Beyond the Summary of Nader analysis

John Gulick jlgulick at sfo.com
Fri Nov 10 22:22:52 PST 2000



>What common program? I don't see one, even on this list. It's something I'd
>like to see but how can we achieve defining it to make it palatable to those
>who still feel the best way for change to happen is by electing people and
>then going back to their jobs or whatever; whether their candidates are
>centrist, right-wingers or lefties?
>
>What would be a "top ten list" given that we're in for 4 years of gridlock
>at the institutional level? What is the common ground between liberals and
>radicals? We can't run away from this question any more.
>
>Ian

"Liberals" are for two clean-fuel burning SUV's in every garage, public education as the best mechanism for ensuring U.S. competitiveness in the dot-com age, and the inalienable right of Hollywood to spoon-feed pap to each and every market segment. I'm against any kind of programmatic compromise, but willing, ready, and able to welcome converts.
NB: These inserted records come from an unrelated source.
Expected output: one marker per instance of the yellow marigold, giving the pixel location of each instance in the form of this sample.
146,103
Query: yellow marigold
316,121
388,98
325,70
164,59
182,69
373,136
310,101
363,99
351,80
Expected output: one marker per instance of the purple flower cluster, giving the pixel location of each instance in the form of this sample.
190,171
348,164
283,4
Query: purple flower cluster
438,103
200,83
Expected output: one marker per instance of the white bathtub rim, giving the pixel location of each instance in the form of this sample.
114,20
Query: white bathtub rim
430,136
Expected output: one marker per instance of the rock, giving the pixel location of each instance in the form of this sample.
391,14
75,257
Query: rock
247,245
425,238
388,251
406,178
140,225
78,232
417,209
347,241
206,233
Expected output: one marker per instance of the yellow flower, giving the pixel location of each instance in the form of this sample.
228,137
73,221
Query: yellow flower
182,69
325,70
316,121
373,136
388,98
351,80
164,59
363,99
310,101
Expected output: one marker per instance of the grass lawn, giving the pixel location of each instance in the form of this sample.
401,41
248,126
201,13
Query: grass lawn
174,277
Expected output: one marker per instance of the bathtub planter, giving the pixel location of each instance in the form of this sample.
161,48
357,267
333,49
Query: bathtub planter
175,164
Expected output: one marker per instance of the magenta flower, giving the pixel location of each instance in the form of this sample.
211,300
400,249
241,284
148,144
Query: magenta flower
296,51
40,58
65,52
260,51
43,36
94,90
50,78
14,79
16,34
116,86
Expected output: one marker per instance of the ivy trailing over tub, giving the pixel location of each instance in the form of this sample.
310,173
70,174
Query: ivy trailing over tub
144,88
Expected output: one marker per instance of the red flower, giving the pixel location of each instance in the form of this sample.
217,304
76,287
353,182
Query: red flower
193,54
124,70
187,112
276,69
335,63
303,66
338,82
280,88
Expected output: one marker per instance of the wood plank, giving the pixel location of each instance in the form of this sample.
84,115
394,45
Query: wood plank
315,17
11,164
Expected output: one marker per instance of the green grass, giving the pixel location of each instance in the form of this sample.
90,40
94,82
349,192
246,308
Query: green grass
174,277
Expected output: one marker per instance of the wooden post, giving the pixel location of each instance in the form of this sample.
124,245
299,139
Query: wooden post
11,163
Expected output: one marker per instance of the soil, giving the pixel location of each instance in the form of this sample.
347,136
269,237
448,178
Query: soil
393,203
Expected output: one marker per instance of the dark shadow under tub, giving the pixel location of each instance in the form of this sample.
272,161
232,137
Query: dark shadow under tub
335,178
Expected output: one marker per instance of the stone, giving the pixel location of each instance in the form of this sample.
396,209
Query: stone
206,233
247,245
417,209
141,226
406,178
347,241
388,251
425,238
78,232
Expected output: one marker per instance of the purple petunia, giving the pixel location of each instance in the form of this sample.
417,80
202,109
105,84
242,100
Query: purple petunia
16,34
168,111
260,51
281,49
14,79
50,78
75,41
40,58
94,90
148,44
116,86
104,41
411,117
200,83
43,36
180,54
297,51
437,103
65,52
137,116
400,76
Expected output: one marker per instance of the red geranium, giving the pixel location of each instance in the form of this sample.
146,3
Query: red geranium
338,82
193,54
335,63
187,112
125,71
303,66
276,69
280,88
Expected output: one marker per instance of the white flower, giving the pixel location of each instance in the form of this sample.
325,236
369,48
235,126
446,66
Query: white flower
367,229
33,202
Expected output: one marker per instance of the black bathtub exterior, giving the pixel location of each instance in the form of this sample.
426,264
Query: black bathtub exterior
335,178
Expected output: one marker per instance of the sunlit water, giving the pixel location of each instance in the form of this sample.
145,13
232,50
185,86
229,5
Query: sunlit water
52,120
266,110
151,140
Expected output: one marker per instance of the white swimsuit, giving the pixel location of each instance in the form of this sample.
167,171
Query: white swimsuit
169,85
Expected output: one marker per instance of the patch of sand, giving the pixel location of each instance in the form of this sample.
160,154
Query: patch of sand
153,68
How about a program of zero economic growth ? Reducing the military and police budgets by 400 percent ? A halving of the work week ? An end to production for the sake of accumulation, and a start to production for basic needs, ecological rationality, and cultural literacy ? Non-autocentric green cities w/hazard zoning doubling as public parks, locally-oriented agriculture, and "wilderness areas" not for elite enviros but for the masses (access to which would be rationed out) ? Exhuming Bob Marshall's body, electroshocking it back to life, and appointing him Secretary of the Interior ?

No way "liberals" will go for this. No way most "radicals" will go for this. (Certainly most "Greens" won't -- around here they're trying to figure out how to square open space protection, affordable housing, the living wage, mass transit, etc. within the context of info-tech accumulation w/o challenging info-tech accumulation. Try, try again). So it's all about identifying those movements and tendencies in the present which will breathe some life into possibly heading this direction. Don't ask me for practical suggestions, though -- the last left movement in the U.S. which had my unalloyed support was the IWW, and they still didn't problematize the "use value" question enough.